On June 15, 1959, the town of Yarrow Point in King County incorporates. The second try turns out to be the charm, as voters had narrowly rejected an effort to incorporate four years earlier. Located on the eastern shore of Lake Washington in the area known as the Eastside, Yarrow Point is a quiet, affluent community known for its lakeside charms.
If at First You Don't Succeed
Yarrow Point is the easternmost of three points of land that jut out into Lake Washington from its eastern shoreline just north of the 520 bridge, the other two being Hunts Point and Evergreen Point. The community got its name from Leigh S. J. Hunt (1855-1933), owner and publisher of the Seattle Post-Intelligencer for eight years between 1886 and 1894. He bought most of the point in 1888 and built a home on its northern shoreline, naming it "Yarrow" after the poem "Yarrow Visited" by William Wordsworth (1770-1850). The name stuck, and a small farming community developed on the point, which lasted into the mid-twentieth century.
By the 1950s suburbanization was transforming the Eastside and new communities were being born. Bellevue incorporated in 1953 and began rapidly annexing surrounding territory, and Yarrow Point's southern neighbor, Clyde Hill, incorporated in 1954. Surrounding communities were left with their own decisions to make, but some favored incorporation more than others. When Bellevue began proceedings in the spring of 1955 to annex Medina and what was then called the Three Points, the communities reacted. Medina filed a petition to incorporate that included Evergreen Point, while Hunts Point and Yarrow Point each filed their own petitions. All went to a vote on July 26, 1955.
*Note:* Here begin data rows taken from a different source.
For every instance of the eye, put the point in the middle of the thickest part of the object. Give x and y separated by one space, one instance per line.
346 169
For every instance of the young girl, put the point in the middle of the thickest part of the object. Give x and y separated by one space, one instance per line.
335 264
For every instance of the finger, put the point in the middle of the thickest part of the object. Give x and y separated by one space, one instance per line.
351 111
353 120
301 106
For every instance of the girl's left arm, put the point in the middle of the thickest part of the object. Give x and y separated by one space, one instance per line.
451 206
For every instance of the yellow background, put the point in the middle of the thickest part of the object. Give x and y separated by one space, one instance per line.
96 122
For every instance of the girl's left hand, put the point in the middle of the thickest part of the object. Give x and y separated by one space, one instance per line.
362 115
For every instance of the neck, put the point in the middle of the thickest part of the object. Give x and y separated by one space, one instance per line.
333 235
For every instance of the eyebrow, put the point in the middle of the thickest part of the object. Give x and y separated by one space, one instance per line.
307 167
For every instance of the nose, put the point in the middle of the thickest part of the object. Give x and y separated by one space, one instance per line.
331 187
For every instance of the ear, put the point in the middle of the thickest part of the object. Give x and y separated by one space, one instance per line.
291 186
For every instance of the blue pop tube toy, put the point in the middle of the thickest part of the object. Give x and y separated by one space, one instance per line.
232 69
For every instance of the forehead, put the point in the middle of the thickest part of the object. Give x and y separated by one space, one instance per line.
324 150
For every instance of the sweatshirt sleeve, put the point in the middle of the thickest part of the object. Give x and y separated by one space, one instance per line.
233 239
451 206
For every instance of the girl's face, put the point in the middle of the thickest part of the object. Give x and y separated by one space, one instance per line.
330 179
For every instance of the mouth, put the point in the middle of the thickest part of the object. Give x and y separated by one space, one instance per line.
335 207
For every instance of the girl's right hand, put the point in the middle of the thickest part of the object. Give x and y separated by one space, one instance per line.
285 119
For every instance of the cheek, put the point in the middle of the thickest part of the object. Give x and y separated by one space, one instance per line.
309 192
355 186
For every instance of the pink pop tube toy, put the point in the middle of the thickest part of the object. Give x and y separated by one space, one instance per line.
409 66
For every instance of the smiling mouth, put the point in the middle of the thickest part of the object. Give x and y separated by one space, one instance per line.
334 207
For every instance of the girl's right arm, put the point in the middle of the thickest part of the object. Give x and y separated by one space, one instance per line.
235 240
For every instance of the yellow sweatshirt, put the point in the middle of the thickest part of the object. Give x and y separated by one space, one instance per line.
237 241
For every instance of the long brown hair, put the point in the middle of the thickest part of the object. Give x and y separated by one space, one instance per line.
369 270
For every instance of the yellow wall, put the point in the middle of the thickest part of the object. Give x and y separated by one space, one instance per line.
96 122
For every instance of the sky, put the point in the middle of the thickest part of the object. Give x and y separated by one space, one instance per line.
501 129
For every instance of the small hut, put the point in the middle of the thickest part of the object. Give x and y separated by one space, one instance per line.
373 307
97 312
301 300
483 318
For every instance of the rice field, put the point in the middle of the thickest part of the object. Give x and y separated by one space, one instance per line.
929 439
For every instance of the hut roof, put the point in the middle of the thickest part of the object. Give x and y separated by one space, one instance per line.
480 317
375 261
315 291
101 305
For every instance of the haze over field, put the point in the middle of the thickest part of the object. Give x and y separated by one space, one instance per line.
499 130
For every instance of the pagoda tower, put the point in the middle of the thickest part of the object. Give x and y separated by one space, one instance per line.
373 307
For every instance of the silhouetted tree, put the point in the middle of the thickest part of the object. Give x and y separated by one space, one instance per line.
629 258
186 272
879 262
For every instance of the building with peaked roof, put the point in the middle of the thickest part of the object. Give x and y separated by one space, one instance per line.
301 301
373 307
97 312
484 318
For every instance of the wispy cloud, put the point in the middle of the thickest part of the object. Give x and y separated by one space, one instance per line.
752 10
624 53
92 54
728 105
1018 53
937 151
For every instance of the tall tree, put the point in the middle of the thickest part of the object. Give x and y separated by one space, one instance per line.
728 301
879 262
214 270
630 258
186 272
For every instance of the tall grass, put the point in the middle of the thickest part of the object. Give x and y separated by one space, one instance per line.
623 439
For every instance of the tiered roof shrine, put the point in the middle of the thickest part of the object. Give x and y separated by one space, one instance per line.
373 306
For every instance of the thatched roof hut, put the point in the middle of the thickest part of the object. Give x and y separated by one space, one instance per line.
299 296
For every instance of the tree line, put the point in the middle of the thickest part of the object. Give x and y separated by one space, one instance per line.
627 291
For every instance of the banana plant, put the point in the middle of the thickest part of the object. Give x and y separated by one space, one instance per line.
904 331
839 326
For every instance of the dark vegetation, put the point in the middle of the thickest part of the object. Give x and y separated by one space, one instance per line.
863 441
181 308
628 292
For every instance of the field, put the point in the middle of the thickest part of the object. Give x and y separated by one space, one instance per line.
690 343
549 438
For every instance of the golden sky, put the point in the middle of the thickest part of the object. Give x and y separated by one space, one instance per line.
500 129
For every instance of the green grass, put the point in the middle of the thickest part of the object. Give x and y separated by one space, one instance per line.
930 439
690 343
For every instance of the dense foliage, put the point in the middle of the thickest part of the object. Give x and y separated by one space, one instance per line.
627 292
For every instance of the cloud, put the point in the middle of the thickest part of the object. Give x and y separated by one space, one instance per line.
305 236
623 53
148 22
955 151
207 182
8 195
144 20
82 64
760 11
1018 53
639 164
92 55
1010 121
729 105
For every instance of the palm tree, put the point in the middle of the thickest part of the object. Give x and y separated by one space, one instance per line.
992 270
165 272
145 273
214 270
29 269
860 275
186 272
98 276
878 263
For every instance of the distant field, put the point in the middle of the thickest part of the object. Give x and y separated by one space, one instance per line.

Incorporation passed in Medina and Hunts Point, but failed in Yarrow Point. The vote couldn't have been much closer: 113 opposed, 109 in favor. Although many in Yarrow Point felt the community wasn't being given a strong enough voice about the development surging into the area, they also felt that incorporation would result in a confusing and inefficient mishmash of local towns. But they weren't interested in annexing to Bellevue either. That turned out to be moot after the July 1955 election because Bellevue dropped its effort to annex Yarrow Point, even though the community had rejected incorporation. There the matter sat for the next three-and-a-half years.
Try, Try Again
In January 1959 plans were announced for an $11 million ($90 million in 2015 dollars) development at the head of Yarrow Bay. A deluxe resort hotel with four swimming pools, built on a 20-acre manmade island surrounded by a canal, a shopping center, and pricy apartments were planned. The impact on quiet Yarrow Point would be enormous, but the community felt that it had had little say in the proposal. The residents quickly set out to change that, filing a petition to incorporate with King County on January 26. Hearings followed at the Board of County Commissioners that spring, and an election date was set for June 2 to incorporate Yarrow Point as a town of the fourth class.
Incorporation passed and passed big, by a four to one margin. Robert "Bob" Morrow was elected Yarrow Point's first mayor, and Robert Burns, Arthur Carkeek, Edmund John Davis, William Horton, and Victor Scalzo were elected the town's first councilmembers. The new town had approximately 650 residents and covered a land area of a little more than one-third of a square mile. Incorporation became official on June 15, 1959, and the new town council met for the first time nine days later.
In 2015 the town's boundaries are Lake Washington on its north and Cozy Cove on its western shoreline, dropping down from Cozy Cove through the Wetherill Nature Preserve and south across State Route 520 (SR 520) to Points Drive NE. There the boundary follows Points Drive northeast to 92nd Avenue NE, makes an odd dogleg across SR 520, then turns north near 96th Avenue NE and runs north and east to the southwestern shore of Yarrow Bay.
The proposed development that galvanized Yarrow Point's incorporation was never built, and much of the area at the head of Yarrow Bay became a wildlife conservancy area named the Yarrow Bay Wetlands. Meanwhile, the town has prospered. It’s more affluent than King County as a whole, wealthy even by some of the tonier Eastside standards: Citydata.com reported that the average median household income in Yarrow Point in 2013 was $183,392, more than two-and-a-half times the median for King County, and one of the highest in the state. Likewise, the estimated median house value in Yarrow Point in 2013, just shy of $1 million, was nearly two-and-a-half times the median price of a house sold in King County that year.
The 2010 Census recorded 1,001 residents in Yarrow Point. Of its residents, 86 percent were Caucasian, nearly 9 percent were Asian, and about 1.5 percent were Hispanic. In 2010 one African American was recorded living in Yarrow Point.